Le modalità utilizzate hanno previsto: consultazioni online, questionari somministrati direttamente in presenza soprattutto per raggiungere gli adolescenti nelle scuole, difficilmente raggiungibili diversamente, colloqui con le famiglie raggiunte tramite i figli che frequentano il catechismo o tramite i servizi Caritas e passeggiate sinodali fatte dall’Arcivescovo, accompagnato da laici e religiosi, nei luoghi della movida. Queste ultime, oltre a destare stupore tra i passanti, hanno confermato la sensazione di una presenza rassicurante tra la gente, abitualmente distratta, a cui ci si poteva avvicinare senza esitazioni per scambiare un saluto, un sorriso e una riflessione su quella che è stata la domanda più ricorrente: “Cosa pensi della Chiesa? Cosa ti aspetti dalla Chiesa del terzo millennio?”
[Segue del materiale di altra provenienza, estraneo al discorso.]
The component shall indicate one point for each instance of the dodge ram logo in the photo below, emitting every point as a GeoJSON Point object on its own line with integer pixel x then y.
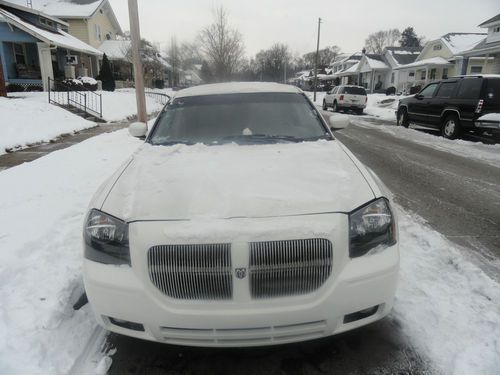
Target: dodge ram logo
{"type": "Point", "coordinates": [240, 273]}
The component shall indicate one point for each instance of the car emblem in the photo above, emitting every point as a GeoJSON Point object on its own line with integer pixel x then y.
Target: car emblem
{"type": "Point", "coordinates": [240, 273]}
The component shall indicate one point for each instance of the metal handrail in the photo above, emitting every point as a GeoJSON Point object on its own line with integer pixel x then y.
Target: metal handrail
{"type": "Point", "coordinates": [80, 98]}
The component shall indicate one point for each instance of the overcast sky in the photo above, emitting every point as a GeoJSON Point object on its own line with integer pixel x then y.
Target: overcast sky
{"type": "Point", "coordinates": [346, 23]}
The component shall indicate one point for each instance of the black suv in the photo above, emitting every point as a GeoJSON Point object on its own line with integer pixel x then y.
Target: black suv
{"type": "Point", "coordinates": [454, 105]}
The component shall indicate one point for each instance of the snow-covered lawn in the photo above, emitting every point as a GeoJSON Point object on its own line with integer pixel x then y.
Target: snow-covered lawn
{"type": "Point", "coordinates": [27, 121]}
{"type": "Point", "coordinates": [447, 306]}
{"type": "Point", "coordinates": [28, 118]}
{"type": "Point", "coordinates": [474, 150]}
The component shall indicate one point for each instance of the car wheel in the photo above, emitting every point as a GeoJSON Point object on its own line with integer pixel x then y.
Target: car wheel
{"type": "Point", "coordinates": [403, 118]}
{"type": "Point", "coordinates": [335, 107]}
{"type": "Point", "coordinates": [451, 128]}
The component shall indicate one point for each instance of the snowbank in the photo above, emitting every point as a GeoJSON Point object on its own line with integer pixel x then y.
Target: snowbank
{"type": "Point", "coordinates": [30, 120]}
{"type": "Point", "coordinates": [473, 150]}
{"type": "Point", "coordinates": [42, 207]}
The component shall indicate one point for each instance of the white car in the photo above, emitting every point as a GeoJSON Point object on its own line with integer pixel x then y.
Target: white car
{"type": "Point", "coordinates": [241, 221]}
{"type": "Point", "coordinates": [346, 97]}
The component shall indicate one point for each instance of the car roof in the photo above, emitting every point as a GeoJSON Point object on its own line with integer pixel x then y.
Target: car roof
{"type": "Point", "coordinates": [237, 88]}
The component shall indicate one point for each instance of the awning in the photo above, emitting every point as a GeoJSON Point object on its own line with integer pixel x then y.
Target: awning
{"type": "Point", "coordinates": [431, 62]}
{"type": "Point", "coordinates": [59, 38]}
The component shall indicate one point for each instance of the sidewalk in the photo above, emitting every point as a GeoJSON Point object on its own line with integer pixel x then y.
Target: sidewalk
{"type": "Point", "coordinates": [29, 154]}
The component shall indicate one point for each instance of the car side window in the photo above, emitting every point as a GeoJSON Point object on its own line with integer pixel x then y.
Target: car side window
{"type": "Point", "coordinates": [469, 88]}
{"type": "Point", "coordinates": [446, 89]}
{"type": "Point", "coordinates": [428, 91]}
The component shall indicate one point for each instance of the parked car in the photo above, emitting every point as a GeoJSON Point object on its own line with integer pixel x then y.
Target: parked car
{"type": "Point", "coordinates": [223, 229]}
{"type": "Point", "coordinates": [455, 105]}
{"type": "Point", "coordinates": [346, 97]}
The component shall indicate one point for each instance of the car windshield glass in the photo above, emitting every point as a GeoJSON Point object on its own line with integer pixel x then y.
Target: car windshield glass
{"type": "Point", "coordinates": [249, 118]}
{"type": "Point", "coordinates": [354, 91]}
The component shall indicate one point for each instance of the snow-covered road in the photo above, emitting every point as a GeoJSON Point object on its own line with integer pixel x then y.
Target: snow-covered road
{"type": "Point", "coordinates": [446, 306]}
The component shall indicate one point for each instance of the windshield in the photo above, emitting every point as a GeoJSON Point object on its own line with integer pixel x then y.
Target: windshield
{"type": "Point", "coordinates": [253, 117]}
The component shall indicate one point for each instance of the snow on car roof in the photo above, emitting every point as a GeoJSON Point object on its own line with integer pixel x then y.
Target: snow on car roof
{"type": "Point", "coordinates": [237, 88]}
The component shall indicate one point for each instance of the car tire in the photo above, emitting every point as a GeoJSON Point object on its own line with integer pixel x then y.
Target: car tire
{"type": "Point", "coordinates": [402, 118]}
{"type": "Point", "coordinates": [451, 128]}
{"type": "Point", "coordinates": [335, 107]}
Tra i principali passi compiuti c’è stata anche l’attuazione di prassi di collaborazione tra le parrocchie, specialmente tra quelle presenti in una stessa città. Non è scontato rilevare che questo processo di consultazione ha suscitato esperienze nuove (forse anche uniche!) di confronto e di dialogo tra realtà confinanti ma finora poco stimolate a parlarsi. Arricchente è stata la presenza dei Religiosi/e nel cammino sinodale, con la partecipazione agli incontri organizzati dai diversi Istituti o Congregazioni e agli incontri parrocchiali.
Inoltre, degno di nota è il coinvolgimento di associazioni ecclesiali e non, oltre che di enti locali che hanno sposato appieno l’idea di lavorare assieme.
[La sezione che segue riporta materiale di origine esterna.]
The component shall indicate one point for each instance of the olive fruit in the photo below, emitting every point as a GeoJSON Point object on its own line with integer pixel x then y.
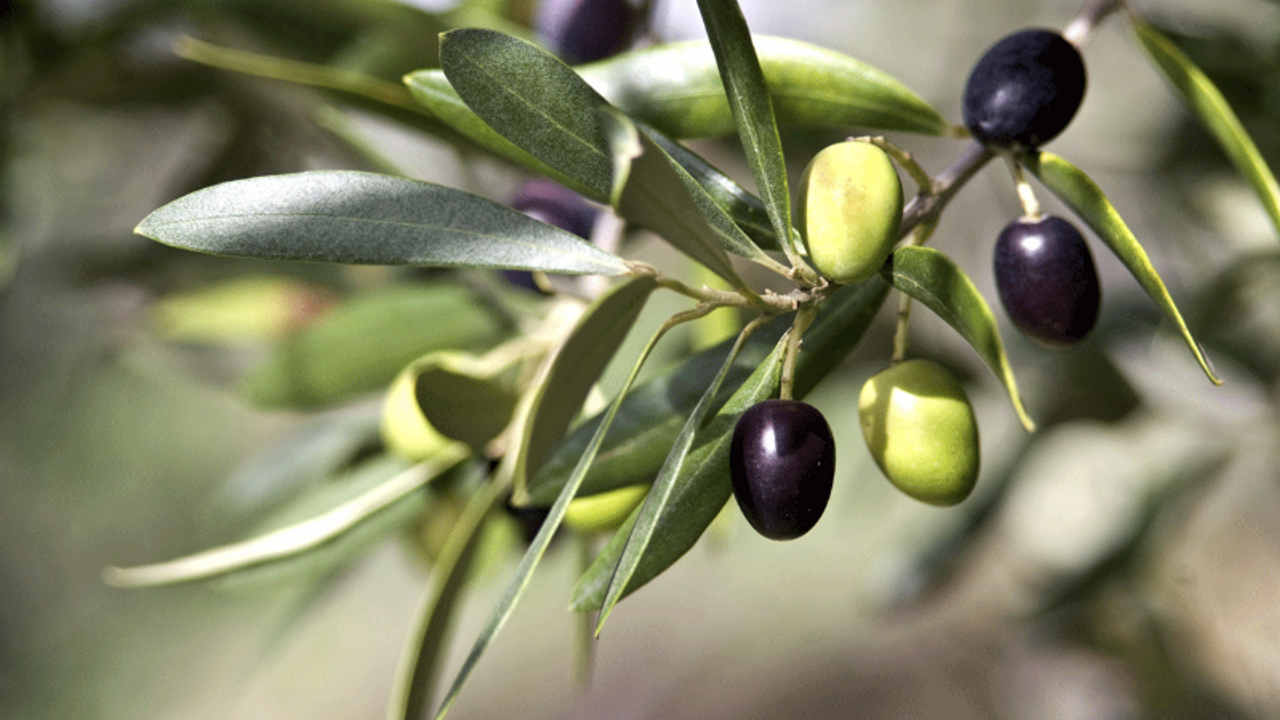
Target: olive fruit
{"type": "Point", "coordinates": [782, 460]}
{"type": "Point", "coordinates": [581, 31]}
{"type": "Point", "coordinates": [1046, 279]}
{"type": "Point", "coordinates": [1024, 90]}
{"type": "Point", "coordinates": [920, 429]}
{"type": "Point", "coordinates": [849, 208]}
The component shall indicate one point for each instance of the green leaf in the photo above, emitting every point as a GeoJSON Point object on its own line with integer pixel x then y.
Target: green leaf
{"type": "Point", "coordinates": [932, 278]}
{"type": "Point", "coordinates": [1079, 192]}
{"type": "Point", "coordinates": [298, 538]}
{"type": "Point", "coordinates": [531, 99]}
{"type": "Point", "coordinates": [657, 194]}
{"type": "Point", "coordinates": [649, 420]}
{"type": "Point", "coordinates": [677, 89]}
{"type": "Point", "coordinates": [362, 343]}
{"type": "Point", "coordinates": [538, 546]}
{"type": "Point", "coordinates": [365, 218]}
{"type": "Point", "coordinates": [1206, 101]}
{"type": "Point", "coordinates": [753, 112]}
{"type": "Point", "coordinates": [703, 487]}
{"type": "Point", "coordinates": [545, 413]}
{"type": "Point", "coordinates": [664, 484]}
{"type": "Point", "coordinates": [433, 91]}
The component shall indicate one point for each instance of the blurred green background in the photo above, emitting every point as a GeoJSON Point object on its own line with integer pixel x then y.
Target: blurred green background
{"type": "Point", "coordinates": [1121, 563]}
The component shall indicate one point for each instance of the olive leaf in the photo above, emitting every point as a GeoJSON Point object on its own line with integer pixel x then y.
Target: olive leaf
{"type": "Point", "coordinates": [753, 110]}
{"type": "Point", "coordinates": [1079, 192]}
{"type": "Point", "coordinates": [534, 100]}
{"type": "Point", "coordinates": [366, 218]}
{"type": "Point", "coordinates": [545, 413]}
{"type": "Point", "coordinates": [362, 343]}
{"type": "Point", "coordinates": [300, 538]}
{"type": "Point", "coordinates": [677, 89]}
{"type": "Point", "coordinates": [652, 187]}
{"type": "Point", "coordinates": [1206, 101]}
{"type": "Point", "coordinates": [542, 540]}
{"type": "Point", "coordinates": [936, 281]}
{"type": "Point", "coordinates": [703, 487]}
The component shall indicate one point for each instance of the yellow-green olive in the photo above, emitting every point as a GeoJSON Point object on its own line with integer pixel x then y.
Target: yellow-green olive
{"type": "Point", "coordinates": [606, 510]}
{"type": "Point", "coordinates": [922, 432]}
{"type": "Point", "coordinates": [849, 209]}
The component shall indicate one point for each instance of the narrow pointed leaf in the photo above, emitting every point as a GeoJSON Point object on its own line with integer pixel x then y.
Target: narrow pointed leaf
{"type": "Point", "coordinates": [677, 89]}
{"type": "Point", "coordinates": [365, 218]}
{"type": "Point", "coordinates": [545, 413]}
{"type": "Point", "coordinates": [663, 487]}
{"type": "Point", "coordinates": [1079, 192]}
{"type": "Point", "coordinates": [704, 486]}
{"type": "Point", "coordinates": [1206, 101]}
{"type": "Point", "coordinates": [667, 200]}
{"type": "Point", "coordinates": [534, 100]}
{"type": "Point", "coordinates": [538, 546]}
{"type": "Point", "coordinates": [753, 112]}
{"type": "Point", "coordinates": [932, 278]}
{"type": "Point", "coordinates": [293, 540]}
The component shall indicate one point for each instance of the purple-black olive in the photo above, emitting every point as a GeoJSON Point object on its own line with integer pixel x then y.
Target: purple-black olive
{"type": "Point", "coordinates": [1024, 90]}
{"type": "Point", "coordinates": [1047, 281]}
{"type": "Point", "coordinates": [782, 461]}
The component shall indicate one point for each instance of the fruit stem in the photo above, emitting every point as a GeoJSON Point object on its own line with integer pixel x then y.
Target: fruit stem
{"type": "Point", "coordinates": [1025, 194]}
{"type": "Point", "coordinates": [804, 318]}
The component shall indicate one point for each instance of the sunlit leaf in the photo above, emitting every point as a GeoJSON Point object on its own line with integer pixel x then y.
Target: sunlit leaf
{"type": "Point", "coordinates": [1079, 192]}
{"type": "Point", "coordinates": [1206, 101]}
{"type": "Point", "coordinates": [753, 110]}
{"type": "Point", "coordinates": [677, 89]}
{"type": "Point", "coordinates": [365, 218]}
{"type": "Point", "coordinates": [932, 278]}
{"type": "Point", "coordinates": [531, 99]}
{"type": "Point", "coordinates": [545, 413]}
{"type": "Point", "coordinates": [295, 540]}
{"type": "Point", "coordinates": [362, 343]}
{"type": "Point", "coordinates": [703, 487]}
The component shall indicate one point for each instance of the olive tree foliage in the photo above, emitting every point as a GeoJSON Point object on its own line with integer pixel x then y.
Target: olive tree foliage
{"type": "Point", "coordinates": [492, 390]}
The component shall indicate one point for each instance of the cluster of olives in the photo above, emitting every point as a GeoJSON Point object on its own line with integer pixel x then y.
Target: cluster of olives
{"type": "Point", "coordinates": [915, 419]}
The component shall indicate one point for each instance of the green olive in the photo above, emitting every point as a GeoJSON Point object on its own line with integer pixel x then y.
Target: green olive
{"type": "Point", "coordinates": [849, 209]}
{"type": "Point", "coordinates": [405, 429]}
{"type": "Point", "coordinates": [606, 510]}
{"type": "Point", "coordinates": [922, 432]}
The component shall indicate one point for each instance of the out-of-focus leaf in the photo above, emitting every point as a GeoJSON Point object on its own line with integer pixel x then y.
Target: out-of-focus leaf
{"type": "Point", "coordinates": [649, 420]}
{"type": "Point", "coordinates": [658, 501]}
{"type": "Point", "coordinates": [659, 195]}
{"type": "Point", "coordinates": [677, 89]}
{"type": "Point", "coordinates": [538, 546]}
{"type": "Point", "coordinates": [365, 218]}
{"type": "Point", "coordinates": [365, 342]}
{"type": "Point", "coordinates": [703, 487]}
{"type": "Point", "coordinates": [1079, 192]}
{"type": "Point", "coordinates": [545, 413]}
{"type": "Point", "coordinates": [753, 110]}
{"type": "Point", "coordinates": [296, 541]}
{"type": "Point", "coordinates": [1206, 101]}
{"type": "Point", "coordinates": [932, 278]}
{"type": "Point", "coordinates": [531, 99]}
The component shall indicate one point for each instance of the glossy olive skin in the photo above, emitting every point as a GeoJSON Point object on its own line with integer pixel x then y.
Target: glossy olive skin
{"type": "Point", "coordinates": [1024, 90]}
{"type": "Point", "coordinates": [782, 461]}
{"type": "Point", "coordinates": [1047, 281]}
{"type": "Point", "coordinates": [583, 31]}
{"type": "Point", "coordinates": [849, 208]}
{"type": "Point", "coordinates": [920, 431]}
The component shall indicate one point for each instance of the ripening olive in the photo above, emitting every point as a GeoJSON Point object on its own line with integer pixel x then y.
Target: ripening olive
{"type": "Point", "coordinates": [1047, 281]}
{"type": "Point", "coordinates": [1024, 90]}
{"type": "Point", "coordinates": [920, 429]}
{"type": "Point", "coordinates": [849, 209]}
{"type": "Point", "coordinates": [782, 461]}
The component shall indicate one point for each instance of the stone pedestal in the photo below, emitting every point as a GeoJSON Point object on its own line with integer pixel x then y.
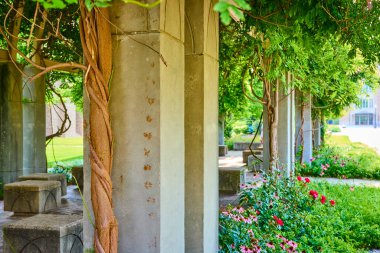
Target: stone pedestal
{"type": "Point", "coordinates": [32, 196]}
{"type": "Point", "coordinates": [48, 177]}
{"type": "Point", "coordinates": [11, 140]}
{"type": "Point", "coordinates": [45, 233]}
{"type": "Point", "coordinates": [34, 127]}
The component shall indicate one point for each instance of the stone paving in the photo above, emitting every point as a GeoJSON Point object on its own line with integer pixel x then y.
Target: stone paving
{"type": "Point", "coordinates": [70, 204]}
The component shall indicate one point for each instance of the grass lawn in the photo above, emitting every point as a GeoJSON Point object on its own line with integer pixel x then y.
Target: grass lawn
{"type": "Point", "coordinates": [64, 149]}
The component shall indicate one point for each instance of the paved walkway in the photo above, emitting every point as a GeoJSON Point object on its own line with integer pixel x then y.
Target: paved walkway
{"type": "Point", "coordinates": [70, 204]}
{"type": "Point", "coordinates": [366, 135]}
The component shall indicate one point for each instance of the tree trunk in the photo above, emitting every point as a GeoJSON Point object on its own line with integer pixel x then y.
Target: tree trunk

“Sinodalità” rimanda alla natura sinodale della Chiesa, natura che si esprime anche attraverso la partecipazione e la corresponsabilità dell’intero popolo di Dio e di ciascun fedele nei diversi processi consultivi e deliberativi: l’interesse dei fedeli è stato incoraggiato dal fatto che si sono sentiti chiamati direttamente in causa, anche in un processo decisionale.
La sfida sta nel continuare a mettere in pratica questo stile, una volta iniziato, senza tirarsi più indietro. In ciò, la presenza dei sacerdoti/parroci deve essere quella di ‘moderatori’, ‘sintetizzatori’ delle istanze e delle esigenze emerse dal confronto.
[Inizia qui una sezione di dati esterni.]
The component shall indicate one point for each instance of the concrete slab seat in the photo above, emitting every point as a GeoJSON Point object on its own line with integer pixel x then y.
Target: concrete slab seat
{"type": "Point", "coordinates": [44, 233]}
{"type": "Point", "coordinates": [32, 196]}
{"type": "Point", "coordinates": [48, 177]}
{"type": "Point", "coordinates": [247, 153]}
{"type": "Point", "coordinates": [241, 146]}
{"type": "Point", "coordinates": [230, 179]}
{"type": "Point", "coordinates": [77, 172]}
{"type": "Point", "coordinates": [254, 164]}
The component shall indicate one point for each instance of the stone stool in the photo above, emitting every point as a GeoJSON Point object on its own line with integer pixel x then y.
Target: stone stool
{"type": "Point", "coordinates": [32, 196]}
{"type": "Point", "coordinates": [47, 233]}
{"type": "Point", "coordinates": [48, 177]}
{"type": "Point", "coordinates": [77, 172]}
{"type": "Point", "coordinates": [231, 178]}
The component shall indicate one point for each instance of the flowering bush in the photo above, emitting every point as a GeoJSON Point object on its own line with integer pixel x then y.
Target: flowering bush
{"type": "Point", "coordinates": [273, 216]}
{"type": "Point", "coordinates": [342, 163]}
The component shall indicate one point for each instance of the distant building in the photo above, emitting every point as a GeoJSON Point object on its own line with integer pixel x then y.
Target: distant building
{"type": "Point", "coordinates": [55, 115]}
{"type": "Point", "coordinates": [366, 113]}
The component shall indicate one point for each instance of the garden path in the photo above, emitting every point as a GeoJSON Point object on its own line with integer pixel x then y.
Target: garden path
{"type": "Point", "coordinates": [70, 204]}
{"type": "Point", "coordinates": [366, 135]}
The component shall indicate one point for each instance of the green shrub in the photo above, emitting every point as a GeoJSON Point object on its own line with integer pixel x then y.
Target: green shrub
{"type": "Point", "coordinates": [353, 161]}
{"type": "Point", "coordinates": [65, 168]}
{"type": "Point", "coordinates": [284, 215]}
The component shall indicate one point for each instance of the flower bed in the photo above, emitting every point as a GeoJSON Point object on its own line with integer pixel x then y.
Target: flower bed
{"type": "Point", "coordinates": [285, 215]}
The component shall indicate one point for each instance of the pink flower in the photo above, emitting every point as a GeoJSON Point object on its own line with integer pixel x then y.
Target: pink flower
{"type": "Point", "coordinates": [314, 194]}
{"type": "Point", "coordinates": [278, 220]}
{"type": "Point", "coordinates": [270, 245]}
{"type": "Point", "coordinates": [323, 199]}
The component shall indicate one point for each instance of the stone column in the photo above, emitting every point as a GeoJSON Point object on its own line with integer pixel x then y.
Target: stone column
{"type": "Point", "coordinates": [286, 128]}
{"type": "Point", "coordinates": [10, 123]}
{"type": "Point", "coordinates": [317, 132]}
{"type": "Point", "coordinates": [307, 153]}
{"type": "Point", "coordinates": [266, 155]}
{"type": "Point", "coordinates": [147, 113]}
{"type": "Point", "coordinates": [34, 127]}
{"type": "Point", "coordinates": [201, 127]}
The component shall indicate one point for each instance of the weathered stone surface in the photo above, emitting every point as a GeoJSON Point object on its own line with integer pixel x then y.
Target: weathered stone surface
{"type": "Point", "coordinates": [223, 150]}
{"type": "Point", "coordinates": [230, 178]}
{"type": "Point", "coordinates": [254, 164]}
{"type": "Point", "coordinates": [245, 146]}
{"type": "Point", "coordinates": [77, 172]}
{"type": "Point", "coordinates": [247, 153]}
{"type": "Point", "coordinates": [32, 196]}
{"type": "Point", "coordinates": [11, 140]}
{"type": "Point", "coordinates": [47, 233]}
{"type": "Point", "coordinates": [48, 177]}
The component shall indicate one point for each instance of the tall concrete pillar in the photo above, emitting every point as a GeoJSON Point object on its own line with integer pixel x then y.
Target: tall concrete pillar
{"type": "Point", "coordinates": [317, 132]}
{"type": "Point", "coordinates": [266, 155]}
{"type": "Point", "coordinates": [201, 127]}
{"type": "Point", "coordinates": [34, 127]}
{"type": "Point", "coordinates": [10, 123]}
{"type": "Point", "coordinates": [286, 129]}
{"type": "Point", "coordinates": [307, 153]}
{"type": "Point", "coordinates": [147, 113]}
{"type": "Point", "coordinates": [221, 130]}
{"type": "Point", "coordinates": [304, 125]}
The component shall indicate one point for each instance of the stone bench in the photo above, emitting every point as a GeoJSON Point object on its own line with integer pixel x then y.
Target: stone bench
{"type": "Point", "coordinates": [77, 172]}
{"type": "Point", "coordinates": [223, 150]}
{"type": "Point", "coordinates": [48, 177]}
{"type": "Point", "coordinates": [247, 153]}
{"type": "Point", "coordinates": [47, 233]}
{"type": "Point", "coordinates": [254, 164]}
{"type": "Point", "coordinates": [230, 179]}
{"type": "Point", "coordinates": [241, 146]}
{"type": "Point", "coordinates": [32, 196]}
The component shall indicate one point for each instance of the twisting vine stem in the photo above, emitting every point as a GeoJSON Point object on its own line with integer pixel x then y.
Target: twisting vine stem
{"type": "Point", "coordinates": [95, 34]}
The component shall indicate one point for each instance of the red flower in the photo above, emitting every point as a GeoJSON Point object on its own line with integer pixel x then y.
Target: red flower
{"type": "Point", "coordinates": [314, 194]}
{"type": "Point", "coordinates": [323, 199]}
DISCERNIMENTO DEI CONTRIBUTI RACCOLTI
Percepire che la propria opinione interessa alla Chiesa è stata la piacevole sorpresa mostrata da tanti. La prima sensazione registrata, infatti, è stata il piacere di chiunque nell’essere interpellato. Si è notato che esistono non solo divergenti modi di vedere le cose, ma che anche il linguaggio denota un vocabolario diverso. Quindi la consultazione ha messo innanzitutto in evidenza che esiste un divario semantico tra i praticanti e i non praticanti. I contenuti delle osservazioni vertono a volte su questioni reali altre su pregiudizi.
Ad esempio, gli studenti interpellati tramite un questionario, somministrato in tutte le scuole secondarie di secondo grado, hanno accolto la pista di riflessione con un’iniziale diffidenza, dato che pregiudizialmente non hanno simpatia per l’istituzione ecclesiale. Diversamente, gli stessi adolescenti incontrati durante le passeggiate sinodali, si sono mostrati più disponibili al confronto. Si è notato che l’approccio diverso genera reazioni differenti.
Il fatto che la richiesta di ascoltare tutti sia di papa Francesco ha generato, tuttavia, una buona accoglienza della proposta. È stato bello scoprire che tanti aspettavano un’occasione per essere coinvolti, soprattutto tra gli adulti.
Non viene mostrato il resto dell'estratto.